5. A civilian “surge”: The US will surge the so-called “soft power” elements in addition to the military troop surge. It has been reported that more than 400 civilians from State, Commerce, Agriculture, Justice, and other government agencies will be sent to Afghanistan to improve governance, the economy, and agriculture.
Analysis: Like the number of troops being surged, the number of civilians being sent may be too low, but will be welcomed if they are used properly. In Iraq, the expansion of the provincial reconstruction teams combined with a military surge in forces yielded positive results.
Much of the reconstruction and governance efforts in Afghanistan have focused on the national and provincial level. To achieve real success, the reconstruction teams will need to push into the districts to effect real change.
6. Afghan governance reforms: The US and Coalition will attempt to hold the Afghan government accountable for its actions and promote reforms and good governance. The US will “seek a new compact with the Afghan government that cracks down on corrupt behavior, and sets clear benchmarks, clear metrics for international assistance so that it is used to provide for the needs of the Afghan people,” Obama said.

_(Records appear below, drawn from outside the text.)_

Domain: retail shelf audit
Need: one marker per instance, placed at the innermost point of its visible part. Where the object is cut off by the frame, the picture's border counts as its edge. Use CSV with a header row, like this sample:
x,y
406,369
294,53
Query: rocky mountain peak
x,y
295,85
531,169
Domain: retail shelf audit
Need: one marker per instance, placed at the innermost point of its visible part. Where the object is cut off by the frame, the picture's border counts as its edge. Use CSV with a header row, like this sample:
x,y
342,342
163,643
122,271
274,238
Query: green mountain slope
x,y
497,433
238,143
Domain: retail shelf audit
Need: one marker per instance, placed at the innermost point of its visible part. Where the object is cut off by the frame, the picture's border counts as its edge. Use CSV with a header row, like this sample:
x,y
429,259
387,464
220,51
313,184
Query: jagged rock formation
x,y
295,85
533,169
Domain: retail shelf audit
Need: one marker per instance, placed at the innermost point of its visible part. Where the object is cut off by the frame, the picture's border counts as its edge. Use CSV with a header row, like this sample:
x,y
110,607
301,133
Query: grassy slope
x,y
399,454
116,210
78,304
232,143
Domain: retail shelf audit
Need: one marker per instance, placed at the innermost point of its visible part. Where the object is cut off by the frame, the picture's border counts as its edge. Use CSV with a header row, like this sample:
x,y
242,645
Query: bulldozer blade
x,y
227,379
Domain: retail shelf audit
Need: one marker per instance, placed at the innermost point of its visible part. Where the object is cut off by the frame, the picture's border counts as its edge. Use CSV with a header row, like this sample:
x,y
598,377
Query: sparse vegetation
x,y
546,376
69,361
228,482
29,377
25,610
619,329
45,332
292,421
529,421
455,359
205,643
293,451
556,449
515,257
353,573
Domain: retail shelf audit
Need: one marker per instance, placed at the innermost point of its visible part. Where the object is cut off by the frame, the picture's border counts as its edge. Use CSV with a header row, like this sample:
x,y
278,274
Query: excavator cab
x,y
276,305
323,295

Analysis: This is far easier said than done. Afghanistan has been at war for more than 30 years, and the middle class has long since fled. Corruption is rampant in Afghanistan and few, if any, officials have a clean record. The US must ensure it does not let the perfect become the enemy of the good. The goal is to provide enough governance and security to tamp down the insurgency and deny al Qaeda its sanctuary. Some level of corruption by officials should be expected given Afghanistan’s history; US officials must take care to only crack down on the offenses that jeopardize security and governance.
7. International/Regional cooperation: The US will seek to resolve problems in Afghanistan by working together with Afghanistan’s neighbors and the major players in the region. President Obama believes these countries share a common goal: the security of Afghanistan.
“[T]ogether with the United Nations, we will forge a new Contact Group for Afghanistan and Pakistan that brings together all who should have a stake in the security of the region — our NATO allies and other partners, but also the Central Asian states, the Gulf nations and Iran; Russia, India and China,” Obama said. “None of these nations benefit from a base for al Qaeda terrorists, and a region that descends into chaos. All have a stake in the promise of lasting peace and security and development.”
Analysis: This same recommendation was made by the Iraq Study Group with respect to security in Iraq. No working group was formed, and Syria and Iran, the two nations most responsible for aiding al Qaeda and the Sunni and Shia terror groups, were not consulted on the Iraq security plan. Iraq has achieved a large measure of success despite the lockout of Syria and Iran.
Not all nations share the same goals in Afghanistan. India and Pakistan are long-time rivals, with radically different visions for Afghanistan, as well as for the rest of South and Central Asia.
Iran does not wish for the Taliban to regain power, but supports the group to bleed US and NATO forces and keep Afghanistan destabilized. Iran has no interest in having a secure, pro-US/NATO Afghan government on its eastern border. US military officials have repeatedly accused the Iranians of supplying arms to Taliban forces. Moreover, Iran currently hosts a substantial al Qaeda network on its soil. This has been confirmed by the US Treasury Department, the Saudis, and various other pieces of evidence. Iran has repeatedly obfuscated international efforts to secure the transfer of senior al Qaeda operatives living within its borders, including one of al Qaeda’s chief military leaders, Saif al Adel.
And while China and Russia do not wish for Islamist extremists, which threaten their own security, to regain power in Afghanistan, it is likely in their interests to have the US expend military and political capital in a protracted fight. For example, Russia has opposed the US’s basing interests in Central Asia, while there are reports that Chinese arms have been supplied (via Iran) to the Taliban.